Well, that is what fasting is all about.  It is all about sacrifice.  Fasting is not a religious discipline that yields some automatic, magical result.  It is not a practice that is designed to make you feel more spiritual, or more devout in your faith.  Fasting is simply and purely about harnessing the value and power of making a sacrifice.  Sacrificing the normal for the extraordinary, the mundane for the uncertain, the predictable for the uncharted territories of the providence of God.  Fasting is simply – yet profoundly – the internal practice of sacrifice.  That plane ride in that fateful season of my life was, for me, a symbolic fast.  I was fasting my familiar experience for an adventure with God.  This is precisely what we are inviting you to do over the next 31 days. 

We are inviting you into an adventure with God.  An experience with His providence and glory that only comes to the person who is humbled and trusting enough to walk into the darkness of uncertainty in search of the light of His perfect will.  For some of us, this fast will involve food as a small symbol of our heart's desire for God.  For others of us, this fast will involve time, comforts or entertainment, and leisure activities.  Some of us will fast our sleep and rise from bed earlier than normal to spend dedicated time with God.  Others of us will find ourselves disconnecting from the social distractions that hinder us from being aware of the presence of God.  Whether you are fasting food, or your phone, my challenge to you over the next month is to embrace the power of sacrifice.  Indulge in the wonder of undistracted time with God.  God is waiting for you to meet with Him.  Each time He desires to sit with us, our flesh somehow crowds out the thought of Him, and the Holy Spirit is left, bereft of the opportunity to quietly speak His peace and grace to our hearts.  Then we forge out into the world of busyness and deadlines and leave the precious power of the Spirit waiting alone at the meeting place we neglected to visit.  This fast is meant to be a Divine Stop!  It is meant to arrest our attention and call us into the stillness of the presence of God – a presence only accessed by sacrifice. 
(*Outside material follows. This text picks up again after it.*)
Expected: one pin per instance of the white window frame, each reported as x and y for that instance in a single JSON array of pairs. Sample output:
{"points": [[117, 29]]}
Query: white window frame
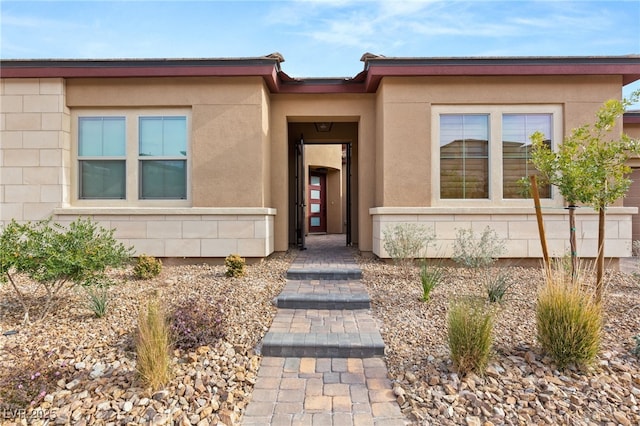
{"points": [[132, 157], [495, 113]]}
So, we invite you for the next 31 days to board your own personal plane of sacrifice and take a fasting journey into the unknown with God.  I promise you that you will be amazed at the wonders that lie ahead if you would only be willing to make this sacrifice.  God has so much more in store for you, but the way to access it is through sacrificing the flesh and unleashing the power of the Spirit.

When fasting it is important to remember:

  • Fasting is not so much about food as it is about focus.
  • Fasting is not so much about saying no to the body as it is about saying YES to the Spirit.
  • Fasting is not about going without, it is about looking within.
  • Fasting is an outward response to an inward cry of the soul.